どんどん能登復興を応援 御陣乗太鼓、金沢に響く 3駅でイベント、特産品に人だかり〈北陸新幹線敦賀開業〉

迫力の御陣乗太鼓を繰り広げる保存会メンバー=16日午前9時15分、JR金沢駅の鼓門

 北陸新幹線の石川県内全線開業に合わせ、金沢、小松、加賀温泉のJR3駅で16日、能登半島地震の復興支援イベントが行われた。金沢駅の鼓門では青空の下、被災した輪島市名舟地区の県無形民俗文化財「御陣乗(ごじんじょ)太鼓」や能登獅子が復興を祈念するパフォーマンスを披露。地下広場では輪島塗などの特産品の販売ブースが設けられ、観光客の人だかりができた。

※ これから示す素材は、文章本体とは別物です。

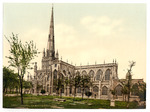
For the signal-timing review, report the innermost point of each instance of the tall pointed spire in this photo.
(51, 44)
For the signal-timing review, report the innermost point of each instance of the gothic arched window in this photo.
(98, 74)
(104, 90)
(107, 74)
(91, 73)
(55, 74)
(84, 73)
(95, 89)
(118, 90)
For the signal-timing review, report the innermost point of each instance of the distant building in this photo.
(104, 76)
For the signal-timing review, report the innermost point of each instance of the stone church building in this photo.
(104, 76)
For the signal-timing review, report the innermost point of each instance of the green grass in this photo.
(31, 101)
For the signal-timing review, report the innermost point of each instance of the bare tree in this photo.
(20, 57)
(129, 78)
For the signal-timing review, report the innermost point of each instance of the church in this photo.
(104, 76)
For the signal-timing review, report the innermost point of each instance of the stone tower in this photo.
(51, 45)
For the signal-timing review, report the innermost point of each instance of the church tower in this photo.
(51, 45)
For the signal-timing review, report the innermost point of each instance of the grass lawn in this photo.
(31, 101)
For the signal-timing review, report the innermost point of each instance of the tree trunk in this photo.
(82, 93)
(74, 92)
(21, 90)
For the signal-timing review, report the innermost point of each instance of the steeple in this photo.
(51, 44)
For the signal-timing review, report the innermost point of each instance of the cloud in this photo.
(102, 26)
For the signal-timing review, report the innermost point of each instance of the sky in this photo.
(84, 33)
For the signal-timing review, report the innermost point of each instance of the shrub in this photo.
(42, 91)
(88, 94)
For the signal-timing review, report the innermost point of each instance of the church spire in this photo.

 御陣乗太鼓保存会は鼓門の特設ステージのトップを切って登場。400年以上前から伝わる迫力の音をとどろかせると、盛大な拍手が起きた。メンバーの江尻浩幸さん(64)は父から受け継いだ100年以上の歴史を持つ面で顔を覆い、軽やかな身のこなしで見えを切りながら激しく太鼓を打ち鳴らした。「諦めずに頑張ろうというメッセージが被災地に伝わればうれしい」と語った。

 名舟町の集落は家屋被害や土砂崩れで避難を強いられ、保存会のメンバーも散り散りになったが、開業セレモニーに合わせて稽古を重ねてきた。江尻さんは「復興すれば、また多くの人が能登を訪れてくれるはず。みんなで頑張って立て直しに貢献したい」と力を込めた。

 被災地の羽咋市千路町の獅子舞太鼓保存会も力強い演技で会場を沸かせた。

 敦賀から北陸新幹線で訪れた津市の学生浅見慎さん(25)は、インターネットで本紙の地震報道を見て心配していたといい「無事開通してよかった。能登の伝統芸能を知る貴重な機会になったので今度は能登に行きたい」と話した。

 駅構内のステージにはレスリングの「川井姉妹」として知られる津幡町出身の金城梨紗子選手と恒村友香子選手が登壇。友香子選手は「もっと石川、北陸がにぎやかになり、少しでも能登復興の力になってほしい」と思いを込めた。

 地下広場には能登物産コーナーが設けられ、七尾、輪島、能登、志賀の各市町の8店が輪島塗や能登ワイン、能登牛カレー、ワッフルなどを販売した。地震で被災し、15日にギャラリーを金沢にプレオープンさせた大藤漆器店(輪島市)の大藤孝一社長は「新幹線の延伸が能登の復興につながることを期待している」と話した。